Reliability analysis allows you to study the properties of measurement scales and the items that
compose the scales. The Reliability Analysis procedure calculates a number of commonly used
measures of scale reliability and also provides information about the relationships between
individual items in the scale. Intraclass correlation coefficients can be used to compute inter-rater
reliability estimates.

Example. Does my questionnaire measure customer satisfaction in a useful way? Using reliability
analysis, you can determine the extent to which the items in your questionnaire are related to each
other, you can get an overall index of the repeatability or internal consistency of the scale as a
whole, and you can identify problem items that should be excluded from the scale.
Statistics. Descriptives for each variable and for the scale, summary statistics across items,
inter-item correlations and covariances, reliability estimates, ANOVA table, intraclass correlation
coefficients, Hotelling’s T2, and Tukey’s test of additivity.

Models. The following models of reliability are available:

·         Alpha (Cronbach). This model is a model of internal consistency, based on the average
·         inter-item correlation.
·         Split-half. This model splits the scale into two parts and examines the correlation between
·         the parts.
·         Guttman. This model computes Guttman’s lower bounds for true reliability.
·         Parallel. This model assumes that all items have equal variances and equal error variances
·         across replications.
·         Strict parallel. This model makes the assumptions of the Parallel model and also assumes
·         equal means across items.

Data. Data can be dichotomous, ordinal, or interval, but the data should be coded numerically.

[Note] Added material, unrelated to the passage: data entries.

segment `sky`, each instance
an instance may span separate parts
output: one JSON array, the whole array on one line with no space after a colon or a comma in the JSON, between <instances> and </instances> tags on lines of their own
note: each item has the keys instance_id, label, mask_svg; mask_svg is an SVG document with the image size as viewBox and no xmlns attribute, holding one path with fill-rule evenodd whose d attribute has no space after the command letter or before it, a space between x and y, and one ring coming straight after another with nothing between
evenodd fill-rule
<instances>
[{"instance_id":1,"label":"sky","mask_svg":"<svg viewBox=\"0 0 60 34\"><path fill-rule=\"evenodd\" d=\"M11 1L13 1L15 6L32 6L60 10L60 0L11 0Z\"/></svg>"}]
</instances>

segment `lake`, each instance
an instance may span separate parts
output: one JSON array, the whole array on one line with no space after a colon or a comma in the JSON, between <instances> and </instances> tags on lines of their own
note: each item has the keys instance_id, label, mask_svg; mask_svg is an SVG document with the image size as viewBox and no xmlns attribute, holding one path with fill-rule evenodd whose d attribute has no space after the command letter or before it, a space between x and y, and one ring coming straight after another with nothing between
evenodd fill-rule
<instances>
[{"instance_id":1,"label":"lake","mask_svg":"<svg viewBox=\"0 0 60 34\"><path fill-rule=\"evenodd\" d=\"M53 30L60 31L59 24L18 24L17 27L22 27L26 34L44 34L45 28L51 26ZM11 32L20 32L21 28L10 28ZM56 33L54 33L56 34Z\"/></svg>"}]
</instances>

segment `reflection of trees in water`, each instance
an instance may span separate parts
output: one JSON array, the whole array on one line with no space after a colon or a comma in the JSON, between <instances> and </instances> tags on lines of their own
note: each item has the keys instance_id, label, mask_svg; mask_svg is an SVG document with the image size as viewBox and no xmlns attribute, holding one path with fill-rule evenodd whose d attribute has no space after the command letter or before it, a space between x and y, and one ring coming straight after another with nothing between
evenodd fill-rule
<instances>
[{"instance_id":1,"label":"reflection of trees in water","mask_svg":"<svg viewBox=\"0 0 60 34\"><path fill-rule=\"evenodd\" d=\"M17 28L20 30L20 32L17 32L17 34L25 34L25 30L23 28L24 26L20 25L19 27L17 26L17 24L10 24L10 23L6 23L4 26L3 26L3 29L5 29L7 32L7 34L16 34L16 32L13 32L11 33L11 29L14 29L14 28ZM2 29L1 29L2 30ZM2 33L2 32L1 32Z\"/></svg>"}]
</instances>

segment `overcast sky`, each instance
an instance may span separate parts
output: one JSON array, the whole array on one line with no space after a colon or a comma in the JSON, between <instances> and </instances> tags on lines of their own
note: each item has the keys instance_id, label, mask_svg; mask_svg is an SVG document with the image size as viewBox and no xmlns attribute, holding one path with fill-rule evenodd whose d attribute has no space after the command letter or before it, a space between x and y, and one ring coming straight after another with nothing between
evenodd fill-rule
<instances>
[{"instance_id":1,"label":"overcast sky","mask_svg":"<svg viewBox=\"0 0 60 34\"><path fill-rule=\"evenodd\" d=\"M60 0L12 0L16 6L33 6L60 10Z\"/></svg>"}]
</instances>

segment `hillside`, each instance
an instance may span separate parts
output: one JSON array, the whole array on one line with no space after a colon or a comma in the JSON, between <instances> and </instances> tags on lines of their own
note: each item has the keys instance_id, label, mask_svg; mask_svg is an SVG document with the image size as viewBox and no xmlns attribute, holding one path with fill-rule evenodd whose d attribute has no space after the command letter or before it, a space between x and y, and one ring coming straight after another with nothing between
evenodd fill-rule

Assumptions. Observations should be independent, and errors should be uncorrelated between
items. Each pair of items should have a bivariate normal distribution. Scales should be additive,
so that each item is linearly related to the total score.

Related procedures. If you want to explore the dimensionality of your scale items (to see whether
more than one construct is needed to account for the pattern of item scores), use factor analysis
or multidimensional scaling. To identify homogeneous groups of variables, use hierarchical
cluster analysis to cluster variables.